In terms of the NNT as an effect measure, Hansen et al. [32] noted the problem of the “lottery-like” appearance of the NNT. Communicating a fixed value for the NNT (for example, 100, as calculated here for the global NNT with respect to the primary outcome) seems to imply that only exactly one in 100 patients benefits from treatment. While this is formally true for the primary outcome, it is clinically far more plausible that most patients will benefit from treatment, at least to some extent, because anti-glycaemic treatment lowers glucose for most patients and glucose lowering is clearly correlated with the risk of a cardiovascular outcome. Finally, there is solid empirical evidence that patients have problems with interpreting and understanding NNTs. Indeed, even largely different NNT values presented to randomized groups do not result in different acceptance proportions to treatment [33,34,35]. We therefore agree with other researchers [36, 37] that the NNT should better not be used for communication with patients, but rather in research contexts and for communication with health professionals. However, it should be realized that relative effect measures like hazard ratios are also not well understood by patients [38].

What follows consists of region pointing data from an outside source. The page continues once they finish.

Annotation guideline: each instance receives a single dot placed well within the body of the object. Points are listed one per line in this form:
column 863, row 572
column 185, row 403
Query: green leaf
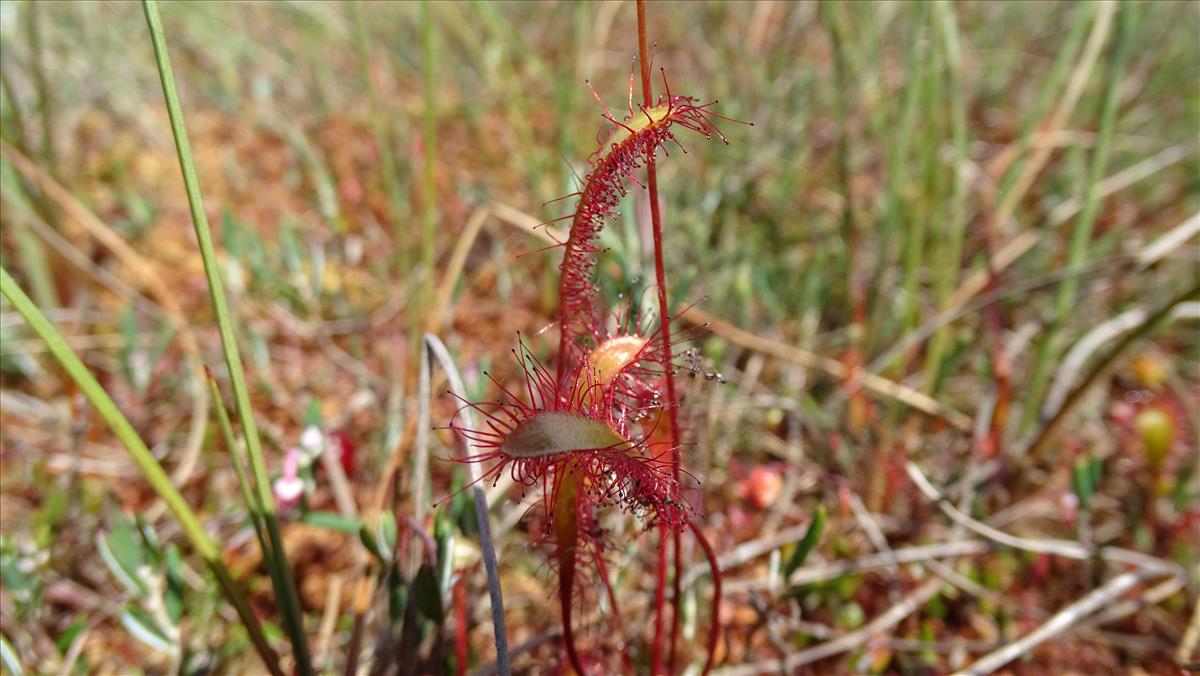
column 121, row 551
column 173, row 596
column 9, row 658
column 385, row 533
column 429, row 594
column 69, row 635
column 333, row 521
column 1081, row 483
column 805, row 545
column 142, row 627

All included trials address new antidiabetic drugs, however, no other factors that also determine total cardiovascular risk (e.g. blood pressure, cholesterol, environmental background, genetic background, etc.). In addition, reporting of cardiovascular risk of trial populations was limited. Study designs with multifactorial therapeutic approaches and careful characterization of the underlying population risk (e.g. the NID-2 study [39]) are probably more appropriate to evaluate absolute treatment effects. However, our approach yields results at an average risk of all included patients and is thus a valid way to describe absolute treatment effects.

In summary, this study provides a comprehensive analysis of the absolute treatment effects of the newer antidiabetic drug classes (DPP-4 inhibitors, GLP-1 receptor agonists, and SGLT2 inhibitors) from the large CVOTs of new antidiabetic drugs. We found that the respective treatment effects look much less impressive when communicated on an absolute scale, as numbers needed to treat. For a valid overall picture of the benefit of these new antidiabetic drugs, trial authors should thus also report treatment effects on an absolute scale. Authorities responsible for approval should continue to ask for absolute effects estimates to enable health professionals and policy makers to make better informed decisions.